A quick chat revealed we wanted to make:

  • Chocolate Chip Butter Balls
  • Candy Cane Cookies
  • Date Pinwheels
  • Ginger Cookies
  • Lemon Cookie Sandwiches with Lemon Curd and Meringue filling
  • Caramel Candy
  • Shortbread Cookies
  • Hello Dollys

This was a two-day endeavour. Next year we will start sooner and spread it out more!

The lemon cookies are delicious – however they take a while because of the lemon curd and meringue. I strongly recommend making the curd the day before (which we did, thankfully). And although the recipe says you can make the meringue the day before too, I’m not sure I would – putting it into the piping bag when it’s a day old and has been in the fridge overnight might be a little messy and challenging.

The caramel candy – well that was another story. Day one’s batch became some awesome caramel sauce to have with ice cream. Day two saw V headed to a local kitchen shop in search of a new candy thermometer as the one we used the day before was cheap and not so good. Day two’s batch was a success. Woop woop!

Day one’s results!
A quick look at all the different items baked. Some from my childhood, some from V’s, and a few new recipes thrown in.
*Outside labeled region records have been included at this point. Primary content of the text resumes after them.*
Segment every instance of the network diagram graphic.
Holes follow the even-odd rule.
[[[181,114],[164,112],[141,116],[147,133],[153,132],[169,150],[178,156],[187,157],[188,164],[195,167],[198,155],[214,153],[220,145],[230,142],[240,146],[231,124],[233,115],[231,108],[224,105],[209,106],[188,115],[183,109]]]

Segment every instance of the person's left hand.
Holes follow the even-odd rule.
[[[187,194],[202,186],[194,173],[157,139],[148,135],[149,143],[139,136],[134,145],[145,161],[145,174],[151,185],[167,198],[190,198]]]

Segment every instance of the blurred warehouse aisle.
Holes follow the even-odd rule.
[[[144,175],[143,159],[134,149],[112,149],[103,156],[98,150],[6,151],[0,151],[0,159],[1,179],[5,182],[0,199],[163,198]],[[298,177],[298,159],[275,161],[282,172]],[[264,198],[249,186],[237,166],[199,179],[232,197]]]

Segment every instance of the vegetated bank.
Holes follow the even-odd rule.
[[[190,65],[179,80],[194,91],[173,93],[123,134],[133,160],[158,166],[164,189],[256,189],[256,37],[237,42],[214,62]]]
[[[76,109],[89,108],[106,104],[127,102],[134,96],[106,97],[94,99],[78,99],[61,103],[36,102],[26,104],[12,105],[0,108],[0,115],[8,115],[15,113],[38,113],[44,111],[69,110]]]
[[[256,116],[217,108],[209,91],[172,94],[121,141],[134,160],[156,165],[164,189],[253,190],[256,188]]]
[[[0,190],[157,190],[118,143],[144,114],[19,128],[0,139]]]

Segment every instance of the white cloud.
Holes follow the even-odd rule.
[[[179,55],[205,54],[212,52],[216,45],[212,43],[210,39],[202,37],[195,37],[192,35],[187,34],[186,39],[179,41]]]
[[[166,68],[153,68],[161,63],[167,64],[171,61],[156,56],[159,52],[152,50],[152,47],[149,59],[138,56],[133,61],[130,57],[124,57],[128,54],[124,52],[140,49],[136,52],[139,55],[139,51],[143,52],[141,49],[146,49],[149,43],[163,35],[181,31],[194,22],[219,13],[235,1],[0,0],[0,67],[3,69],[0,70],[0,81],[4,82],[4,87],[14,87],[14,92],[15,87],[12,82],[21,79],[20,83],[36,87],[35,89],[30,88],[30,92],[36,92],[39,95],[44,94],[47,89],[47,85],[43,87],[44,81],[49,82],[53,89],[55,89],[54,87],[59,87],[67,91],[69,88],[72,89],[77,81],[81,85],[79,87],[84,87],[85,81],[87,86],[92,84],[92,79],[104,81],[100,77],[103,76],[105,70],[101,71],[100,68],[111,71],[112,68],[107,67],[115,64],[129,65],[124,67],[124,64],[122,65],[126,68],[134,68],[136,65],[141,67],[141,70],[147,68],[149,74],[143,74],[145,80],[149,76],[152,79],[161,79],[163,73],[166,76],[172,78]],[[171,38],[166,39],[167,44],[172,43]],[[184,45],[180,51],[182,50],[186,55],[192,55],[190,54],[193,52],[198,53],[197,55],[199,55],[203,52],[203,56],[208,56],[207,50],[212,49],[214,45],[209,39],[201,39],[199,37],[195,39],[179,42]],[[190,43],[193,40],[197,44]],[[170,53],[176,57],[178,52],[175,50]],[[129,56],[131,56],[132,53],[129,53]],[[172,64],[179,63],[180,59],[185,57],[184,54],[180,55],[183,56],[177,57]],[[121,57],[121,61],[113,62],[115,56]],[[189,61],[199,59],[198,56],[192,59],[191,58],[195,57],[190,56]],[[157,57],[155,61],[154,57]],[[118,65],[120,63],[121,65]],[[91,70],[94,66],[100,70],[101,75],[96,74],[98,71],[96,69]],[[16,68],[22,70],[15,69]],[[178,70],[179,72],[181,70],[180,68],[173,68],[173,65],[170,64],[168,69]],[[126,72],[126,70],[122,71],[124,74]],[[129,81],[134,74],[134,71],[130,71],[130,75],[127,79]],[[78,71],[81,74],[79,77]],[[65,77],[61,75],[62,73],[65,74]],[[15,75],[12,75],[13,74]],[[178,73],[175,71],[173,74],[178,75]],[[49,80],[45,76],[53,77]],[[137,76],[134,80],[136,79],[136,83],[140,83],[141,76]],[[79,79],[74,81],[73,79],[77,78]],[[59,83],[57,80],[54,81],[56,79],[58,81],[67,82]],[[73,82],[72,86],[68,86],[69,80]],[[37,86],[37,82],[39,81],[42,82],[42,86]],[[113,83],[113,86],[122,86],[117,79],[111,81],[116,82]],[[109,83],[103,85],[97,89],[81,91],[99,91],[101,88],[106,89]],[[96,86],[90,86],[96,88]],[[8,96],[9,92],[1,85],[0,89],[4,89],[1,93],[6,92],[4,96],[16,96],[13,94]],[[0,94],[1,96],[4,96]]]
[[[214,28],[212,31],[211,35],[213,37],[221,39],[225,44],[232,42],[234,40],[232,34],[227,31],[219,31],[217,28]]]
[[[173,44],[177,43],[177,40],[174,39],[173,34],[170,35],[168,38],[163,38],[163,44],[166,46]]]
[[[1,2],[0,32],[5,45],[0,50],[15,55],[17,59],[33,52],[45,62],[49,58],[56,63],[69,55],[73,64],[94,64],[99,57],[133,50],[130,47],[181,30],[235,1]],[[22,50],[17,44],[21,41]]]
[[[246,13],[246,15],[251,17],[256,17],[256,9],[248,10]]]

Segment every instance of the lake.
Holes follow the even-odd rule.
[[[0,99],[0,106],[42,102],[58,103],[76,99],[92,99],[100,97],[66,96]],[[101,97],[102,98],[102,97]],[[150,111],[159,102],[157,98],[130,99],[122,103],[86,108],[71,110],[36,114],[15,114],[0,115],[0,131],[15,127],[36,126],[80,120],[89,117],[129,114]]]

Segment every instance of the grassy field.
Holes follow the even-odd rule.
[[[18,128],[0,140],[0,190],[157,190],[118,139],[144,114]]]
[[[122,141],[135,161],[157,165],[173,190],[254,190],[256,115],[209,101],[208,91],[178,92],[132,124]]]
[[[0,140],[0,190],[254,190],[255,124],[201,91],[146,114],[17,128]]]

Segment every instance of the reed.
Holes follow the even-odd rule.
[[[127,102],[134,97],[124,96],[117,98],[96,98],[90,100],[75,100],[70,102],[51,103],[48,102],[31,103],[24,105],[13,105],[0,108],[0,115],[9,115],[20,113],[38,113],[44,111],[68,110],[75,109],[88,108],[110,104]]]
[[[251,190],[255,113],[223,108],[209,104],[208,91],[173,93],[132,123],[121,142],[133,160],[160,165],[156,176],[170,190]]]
I don’t know if it’s because I’ve been in the same place for a while and I’m nesting – big time – but it’s feeling really great to do all of this. Makes this woman want a little house with a little land, enough for a veggie patch and hopefully a few fruit trees (what kind will depend on where I find this little bit of paradise). An old barn or church or house that needs some loving, preferably close to water, would be perfect. I know that sounds like a lot, but why not ask for a lot and see? Things to ponder…. We shall see what happens next.